Paul A. Bunn, Jr.a, Nick Thatcherb

aUniversity of Colorado Cancer Center, Aurora, Colorado, USA; bDepartment of Medical Oncology, Christie Hospital NHS Trust, Manchester, United Kingdom

Key Words. Non-small cell lung carcinoma • Antineoplastic agents • Angiogenesis inhibitors Protein kinase inhibitors • Antimetabolites

Correspondence: Correspondence: Nick Thatcher, M.B., B.Chir., Ph.D., F.R.C.P., Department of Medical Oncology, Christie Hospital NHS Trust, Wilmslow Road, Manchester, M20 4BX, UK. Telephone: 44-161-446-3848/3749; Fax: 44-161-446-8000; e-mail: nick.thatcher{at}christie-tr.nwestnhs.uk

Disclosure: N.T. has received honoraria and research support from AstraZeneca, Sanofi-Aventis, Eli Lilly and Company, Merck, and Roche. P.B. has received honoraria from OSI/Genentech/Roche, Eli Lilly and Company, AstraZeneca, Imclone/BMS, and Sanofi-Aventis.

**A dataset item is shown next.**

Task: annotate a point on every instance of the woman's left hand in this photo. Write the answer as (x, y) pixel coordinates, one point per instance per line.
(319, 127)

Lung cancer is the most common cancer and a highly lethal disease, with improvements in survival rates being dependent on advances in early detection and improved systemic therapies applied to surgery and/or irradiation in early-stage disease. Non-small cell lung cancer (NSCLC) represents around 80% of all lung cancers, and unfortunately at diagnosis most patients have advanced unresectable disease with a very poor prognosis. Indeed, 30%–40% of patients treated with first-line therapy will subsequently be candidates for second-line treatment. Current U.S. Food and Drug Administration–approved second-line treatments are docetaxel (a taxane), pemetrexed (a folate antimetabolite), and erlotinib (an epidermal growth factor receptor [EGFR] tyrosine kinase inhibitor [TKI]). Gefitinib, another EGFR TKI, currently has only limited use in North America and is not available in Europe. These and other new molecular-target-specific agents may have the potential to maximize therapeutic benefit while minimizing toxicity to normal cells. Overexpression of EGFR is reported to occur in 40%–80% of NSCLC cases, and EGFR mutations are associated with a significantly higher response rate and longer duration of response following treatment with EGFR TKIs. Another option is antiangiogenesis: the growth and persistence of solid tumors and their metastases are angiogenesis dependent, and so antiangiogenic therapies have been developed, such as the use of TKIs that block the vascular endothelial growth factor receptor. In fact, many commonly used chemotherapeutic drugs have antiangiogenic activity. Ongoing studies are focusing on patient selection and targeted therapies, and there are many new agents undergoing clinical trials.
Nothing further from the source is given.